Human translationally controlled tumor protein (TCTP) is a growth-related, calcium-binding protein. We determined the solution structure and backbone dynamics of human TCTP, and identified the calcium-binding site of human TCTP using multi-dimensional NMR spectroscopy. The overall structure of human TCTP has a rather rigid well-folded core and a very flexible long loop connected by a short two-strand beta-sheet, which shows a conserved fold in the TCTP family. The C-terminal portions of loop L(alpha3beta8) and strand beta9 and the N-terminal region of strand beta8 may form a calcium-binding site in the human TCTP structure, which is largely conserved in the sequence alignment of TCTPs. The K(d) value for the calcium binding is 0.022-0.025 M indicating a very weak calcium-binding site.

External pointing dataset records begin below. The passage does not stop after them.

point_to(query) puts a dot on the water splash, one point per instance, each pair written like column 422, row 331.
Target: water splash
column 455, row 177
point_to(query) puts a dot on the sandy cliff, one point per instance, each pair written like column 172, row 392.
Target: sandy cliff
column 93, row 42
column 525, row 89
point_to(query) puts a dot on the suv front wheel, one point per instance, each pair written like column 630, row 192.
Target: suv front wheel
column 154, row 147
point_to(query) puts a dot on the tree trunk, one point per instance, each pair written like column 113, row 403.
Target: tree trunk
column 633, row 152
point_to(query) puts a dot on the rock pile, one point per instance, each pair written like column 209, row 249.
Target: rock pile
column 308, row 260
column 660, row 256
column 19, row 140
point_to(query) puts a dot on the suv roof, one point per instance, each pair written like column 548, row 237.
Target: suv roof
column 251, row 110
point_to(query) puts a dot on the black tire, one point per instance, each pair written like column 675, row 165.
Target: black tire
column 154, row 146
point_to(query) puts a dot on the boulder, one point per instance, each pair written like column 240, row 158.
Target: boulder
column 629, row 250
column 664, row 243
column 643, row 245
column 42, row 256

人翻译调控肿瘤蛋白(TCTP)是一种与生长相关的钙结合蛋白。我们测定了人TCTP的溶液结构和主链动力学,并使用多维核磁共振波谱法确定了人TCTP的钙结合位点。人TCTP的整体结构具有一个相当刚性的折叠良好的核心和一个通过短的双链β-折叠连接的非常灵活的长环,这在TCTP家族中显示出保守的折叠。环L(α3β8)的C末端部分、链β9以及链β8的N末端区域可能在人TCTP结构中形成一个钙结合位点,该位点在TCTP的序列比对中基本保守。钙结合的K(d)值为0.022 - 0.025 M,表明这是一个非常弱的钙结合位点。